BAKERSFIELD, CA - The public has spoken. The Centennial Plaza bricks and tiles are staying in front of Rabobank Arena.
Bakersfield officials had said the personalized surfaces would have to go. They called them a safety risk causing the city to get sued. But a week of public outcry later, they've changed their tune.
This is all headed to the Bakersfield City Council to discuss the options and listen to what the public wants. And, Councilman Terry Maxwell feels that's what should have happened from the beginning.
"I want to be involved with this. I expect to be called and asked my opinion on these type of things. It's what I got elected for," said Maxwell.
The engraved surfaces are in Maxwell's ward and seemed doomed just a week ago. That's when the City Manager's office announced plans to remove them due to wear, and pour concrete in front of Rabobank instead. They are plans Maxwell says he wasn't aware of.

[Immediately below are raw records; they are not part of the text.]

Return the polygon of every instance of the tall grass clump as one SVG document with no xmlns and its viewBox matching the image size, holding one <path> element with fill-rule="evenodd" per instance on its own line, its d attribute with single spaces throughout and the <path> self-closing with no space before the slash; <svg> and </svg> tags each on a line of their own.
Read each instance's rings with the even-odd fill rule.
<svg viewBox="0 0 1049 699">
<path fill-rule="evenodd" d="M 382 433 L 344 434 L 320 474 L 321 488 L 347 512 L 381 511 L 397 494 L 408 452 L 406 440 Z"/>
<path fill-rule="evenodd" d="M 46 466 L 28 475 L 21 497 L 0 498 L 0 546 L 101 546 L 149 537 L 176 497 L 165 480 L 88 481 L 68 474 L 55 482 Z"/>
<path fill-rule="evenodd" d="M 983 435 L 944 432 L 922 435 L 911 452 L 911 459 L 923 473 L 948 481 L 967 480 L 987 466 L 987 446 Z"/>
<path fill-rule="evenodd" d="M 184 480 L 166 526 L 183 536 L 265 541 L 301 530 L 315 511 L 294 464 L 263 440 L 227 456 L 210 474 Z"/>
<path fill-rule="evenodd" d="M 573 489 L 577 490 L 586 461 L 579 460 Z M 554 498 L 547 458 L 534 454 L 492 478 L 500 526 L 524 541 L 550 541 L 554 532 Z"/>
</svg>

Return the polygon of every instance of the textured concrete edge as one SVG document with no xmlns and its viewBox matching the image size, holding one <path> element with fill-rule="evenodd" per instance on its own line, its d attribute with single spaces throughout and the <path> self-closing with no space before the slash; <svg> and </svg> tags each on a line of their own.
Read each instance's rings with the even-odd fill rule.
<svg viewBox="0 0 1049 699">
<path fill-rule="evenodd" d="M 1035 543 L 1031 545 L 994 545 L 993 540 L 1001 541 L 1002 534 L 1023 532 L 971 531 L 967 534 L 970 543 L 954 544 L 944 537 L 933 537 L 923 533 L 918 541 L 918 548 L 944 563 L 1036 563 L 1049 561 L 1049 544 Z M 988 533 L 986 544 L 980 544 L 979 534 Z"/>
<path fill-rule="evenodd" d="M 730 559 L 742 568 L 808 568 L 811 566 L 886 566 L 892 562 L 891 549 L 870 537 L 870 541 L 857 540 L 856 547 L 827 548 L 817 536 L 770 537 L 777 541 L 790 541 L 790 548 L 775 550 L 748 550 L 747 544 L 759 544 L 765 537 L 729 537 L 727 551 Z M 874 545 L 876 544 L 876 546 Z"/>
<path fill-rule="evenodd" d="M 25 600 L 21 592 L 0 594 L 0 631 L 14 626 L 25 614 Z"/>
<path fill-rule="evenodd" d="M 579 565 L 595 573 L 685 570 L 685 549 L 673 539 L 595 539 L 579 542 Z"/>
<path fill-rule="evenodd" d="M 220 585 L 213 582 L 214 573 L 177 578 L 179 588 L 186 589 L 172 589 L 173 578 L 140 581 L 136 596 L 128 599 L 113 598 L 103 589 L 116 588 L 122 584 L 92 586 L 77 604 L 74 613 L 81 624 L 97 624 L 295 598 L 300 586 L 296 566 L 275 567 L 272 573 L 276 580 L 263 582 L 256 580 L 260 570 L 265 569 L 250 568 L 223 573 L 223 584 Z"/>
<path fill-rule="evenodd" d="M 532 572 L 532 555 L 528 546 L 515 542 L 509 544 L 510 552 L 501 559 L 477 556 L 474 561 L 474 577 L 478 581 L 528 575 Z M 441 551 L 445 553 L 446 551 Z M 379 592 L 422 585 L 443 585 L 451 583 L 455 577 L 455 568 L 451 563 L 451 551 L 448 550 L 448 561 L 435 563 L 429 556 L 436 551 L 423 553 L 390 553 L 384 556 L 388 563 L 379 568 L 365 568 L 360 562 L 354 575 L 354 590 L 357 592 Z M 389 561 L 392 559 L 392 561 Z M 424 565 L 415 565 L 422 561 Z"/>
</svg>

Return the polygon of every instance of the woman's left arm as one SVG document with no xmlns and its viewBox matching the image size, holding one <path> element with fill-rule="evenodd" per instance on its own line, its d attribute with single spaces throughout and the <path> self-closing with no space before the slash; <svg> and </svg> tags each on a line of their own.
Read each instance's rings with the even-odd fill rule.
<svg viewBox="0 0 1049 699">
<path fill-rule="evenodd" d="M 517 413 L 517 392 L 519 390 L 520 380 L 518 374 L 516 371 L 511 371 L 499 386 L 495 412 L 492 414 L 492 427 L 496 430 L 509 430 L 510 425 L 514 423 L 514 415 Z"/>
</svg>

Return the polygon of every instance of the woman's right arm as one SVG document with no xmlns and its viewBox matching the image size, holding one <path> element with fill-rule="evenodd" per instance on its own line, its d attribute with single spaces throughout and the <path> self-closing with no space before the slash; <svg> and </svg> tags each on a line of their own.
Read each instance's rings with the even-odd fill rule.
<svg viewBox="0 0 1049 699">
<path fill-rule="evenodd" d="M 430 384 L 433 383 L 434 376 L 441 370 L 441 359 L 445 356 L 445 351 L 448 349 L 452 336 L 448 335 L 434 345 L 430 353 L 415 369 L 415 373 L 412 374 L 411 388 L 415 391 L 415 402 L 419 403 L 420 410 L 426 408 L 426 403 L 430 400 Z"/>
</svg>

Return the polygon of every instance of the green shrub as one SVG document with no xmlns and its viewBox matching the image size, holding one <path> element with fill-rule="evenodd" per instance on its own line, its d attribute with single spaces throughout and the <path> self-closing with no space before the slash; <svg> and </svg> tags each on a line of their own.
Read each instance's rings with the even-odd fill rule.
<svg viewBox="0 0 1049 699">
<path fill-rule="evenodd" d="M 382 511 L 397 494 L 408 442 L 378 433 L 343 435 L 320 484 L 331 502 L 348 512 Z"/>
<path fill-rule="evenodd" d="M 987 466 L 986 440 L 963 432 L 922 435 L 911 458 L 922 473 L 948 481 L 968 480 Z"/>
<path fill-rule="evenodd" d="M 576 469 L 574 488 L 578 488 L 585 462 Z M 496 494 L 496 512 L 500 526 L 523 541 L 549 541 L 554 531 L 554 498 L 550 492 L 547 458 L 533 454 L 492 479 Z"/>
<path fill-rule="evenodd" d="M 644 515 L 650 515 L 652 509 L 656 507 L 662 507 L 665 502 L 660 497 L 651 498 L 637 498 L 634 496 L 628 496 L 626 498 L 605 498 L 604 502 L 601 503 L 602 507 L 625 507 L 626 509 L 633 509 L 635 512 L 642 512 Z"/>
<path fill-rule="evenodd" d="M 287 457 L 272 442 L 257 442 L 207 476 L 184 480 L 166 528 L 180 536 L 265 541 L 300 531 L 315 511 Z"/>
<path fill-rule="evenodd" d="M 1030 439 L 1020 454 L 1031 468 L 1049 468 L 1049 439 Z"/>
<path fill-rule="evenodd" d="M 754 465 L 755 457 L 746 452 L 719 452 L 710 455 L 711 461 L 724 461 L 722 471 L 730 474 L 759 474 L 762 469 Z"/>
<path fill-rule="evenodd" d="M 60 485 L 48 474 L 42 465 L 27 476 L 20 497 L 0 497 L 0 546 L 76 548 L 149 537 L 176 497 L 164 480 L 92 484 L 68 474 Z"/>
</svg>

"Well it comes to a question of what purpose does the City Council have and these types of decisions should be left to the City Council," said Maxwell.
"I can tell you this was a six month long evaluation and we looked at it first and foremost from a safety perspective. We've had a handful of claims related to trip and falls at the arena," said Chris Huot, Assistant to the Bakersfield City Manager.
"I was really curious to see what was going to happen. I knew there would be a huge outcry," said Terry Walker, who bought a brick.
Walker is one of hundreds who bought a brick in 1998 to help create the Centennial Plaza. His was for his parents.
"And now that they are passed, it means a lot more to me. It's a way to remember them and their life," said Walker.
Like Walker, the bricks were personal for many. And many who bought them took removing them personally. They let the city know, even creating a Facebook page hoping to save the bricks. A week later, it worked.
"The ultimate goal is to find a solution that retains those that have been memorialized and at the same time creating a safe environment," said Huot.
"This is what a community is all about. To an important issue and to get this kind of response, it sends a clear message," said Maxwell.
At the City Council meeting August 13th, council members will hear their options. While keeping the bricks and tiles where they are and fixing them is an option, another idea could be creating a memorial wall out of them in front of Rabobank. The public will have a chance to weigh in.